Da die Klägerin aufgrund ihrer individuellen Einsichts- und Urteilsfähigkeit nicht in der Lage war, die wenigen Hinweise im Merkblatt über den Zusammenhang zwischen Lohnsteuerklasse und Leistungsgruppe zu verstehen und ihr der Zusammenhang zwischen Lohnsteuerklasse und Höhe der Leistung auch aus anderen Quellen nicht bekannt war, kann ihr keine grob fahrlässige Verletzung ihrer Mitteilungspflicht vorgeworfen werden.

Zwar enthielt das Merkblatt Alüg den Hinweis, dass alle für den Leistungsanspruch erheblichen Tatsachen mitzuteilen seien, der Klägerin mangelte es jedoch an der Fähigkeit zu erkennen, dass es sich beim Steuerklassenwechsel um eine derartige Änderung handelte. Auch während des weiteren Bezugs der zu hohen Leistung erlangte sie die Fähigkeit nicht.

Der Tatbestand des § 48 Abs. 1 Nr. 4 SGB X ist aus den genannten Gründen ebenso wenig verwirklicht. Indem die Klägerin die Rechtswidrigkeit der Bewilligung nicht erkannte, handelte sie nicht grob fahrlässig.

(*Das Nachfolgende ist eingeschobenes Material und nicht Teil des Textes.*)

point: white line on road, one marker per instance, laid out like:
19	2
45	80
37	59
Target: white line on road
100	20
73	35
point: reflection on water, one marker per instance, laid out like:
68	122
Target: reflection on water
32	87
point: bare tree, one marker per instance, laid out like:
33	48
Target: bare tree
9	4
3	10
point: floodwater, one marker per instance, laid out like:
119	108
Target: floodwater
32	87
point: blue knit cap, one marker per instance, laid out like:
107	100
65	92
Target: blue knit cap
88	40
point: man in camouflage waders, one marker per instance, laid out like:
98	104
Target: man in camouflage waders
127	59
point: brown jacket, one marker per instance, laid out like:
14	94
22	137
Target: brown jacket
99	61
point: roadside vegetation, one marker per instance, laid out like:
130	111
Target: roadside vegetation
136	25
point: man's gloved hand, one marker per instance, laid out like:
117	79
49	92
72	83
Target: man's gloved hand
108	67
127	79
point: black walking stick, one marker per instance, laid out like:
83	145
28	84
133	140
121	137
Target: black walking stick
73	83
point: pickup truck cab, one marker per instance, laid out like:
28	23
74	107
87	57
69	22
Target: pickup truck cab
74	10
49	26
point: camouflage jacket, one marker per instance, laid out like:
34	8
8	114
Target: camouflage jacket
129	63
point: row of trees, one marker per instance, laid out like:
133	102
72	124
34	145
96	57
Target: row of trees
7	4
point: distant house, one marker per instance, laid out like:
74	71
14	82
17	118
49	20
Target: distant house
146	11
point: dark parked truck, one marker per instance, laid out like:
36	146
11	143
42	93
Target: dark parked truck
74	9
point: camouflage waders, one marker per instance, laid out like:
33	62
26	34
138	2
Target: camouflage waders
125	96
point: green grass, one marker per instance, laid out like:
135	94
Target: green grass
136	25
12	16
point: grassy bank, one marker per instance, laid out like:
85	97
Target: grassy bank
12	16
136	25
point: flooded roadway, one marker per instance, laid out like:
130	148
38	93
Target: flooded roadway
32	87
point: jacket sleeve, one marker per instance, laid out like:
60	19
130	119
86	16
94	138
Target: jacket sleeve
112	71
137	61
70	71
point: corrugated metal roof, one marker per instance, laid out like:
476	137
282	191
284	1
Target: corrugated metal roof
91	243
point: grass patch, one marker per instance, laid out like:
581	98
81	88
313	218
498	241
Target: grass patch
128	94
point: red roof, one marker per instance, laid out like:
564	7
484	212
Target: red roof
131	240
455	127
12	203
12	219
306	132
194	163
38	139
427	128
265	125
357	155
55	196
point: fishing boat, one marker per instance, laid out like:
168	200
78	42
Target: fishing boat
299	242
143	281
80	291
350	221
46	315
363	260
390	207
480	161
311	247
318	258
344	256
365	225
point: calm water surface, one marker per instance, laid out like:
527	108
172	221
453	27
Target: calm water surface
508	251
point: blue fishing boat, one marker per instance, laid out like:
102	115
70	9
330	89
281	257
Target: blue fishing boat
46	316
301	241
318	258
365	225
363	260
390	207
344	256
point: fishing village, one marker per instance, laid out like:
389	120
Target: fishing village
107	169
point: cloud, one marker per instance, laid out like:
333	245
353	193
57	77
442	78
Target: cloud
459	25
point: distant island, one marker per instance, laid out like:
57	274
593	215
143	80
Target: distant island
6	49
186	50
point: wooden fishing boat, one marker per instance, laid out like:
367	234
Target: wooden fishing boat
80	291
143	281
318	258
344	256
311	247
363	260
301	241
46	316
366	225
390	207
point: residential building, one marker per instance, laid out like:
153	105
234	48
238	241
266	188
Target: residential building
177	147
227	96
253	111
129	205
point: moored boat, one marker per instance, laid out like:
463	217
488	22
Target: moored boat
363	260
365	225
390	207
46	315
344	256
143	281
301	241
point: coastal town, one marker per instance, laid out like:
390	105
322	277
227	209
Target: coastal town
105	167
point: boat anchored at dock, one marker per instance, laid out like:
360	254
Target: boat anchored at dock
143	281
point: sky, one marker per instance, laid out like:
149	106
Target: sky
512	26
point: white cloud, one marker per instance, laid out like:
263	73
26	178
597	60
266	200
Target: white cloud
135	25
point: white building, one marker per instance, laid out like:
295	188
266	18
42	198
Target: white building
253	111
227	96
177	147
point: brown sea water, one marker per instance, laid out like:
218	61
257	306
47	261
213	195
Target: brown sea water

Auf Grund ihres beruflichen Werdeganges sowie ihrer Gesamtpersönlichkeit war sie nicht in der Lage, die Fehlerhaftigkeit der Bescheide zu erkennen.

Nach alldem waren das Urteil des Sozialgerichts und die Bescheide der Beklagten vom 06.06.1996 und vom 17.02.1997 aufzuheben.

Die Entscheidung über die Kosten folgt aus § 193 SGG; Gründe für die Zulassung der Revision gemäß § 160 Abs. 2 SGG liegen nicht vor.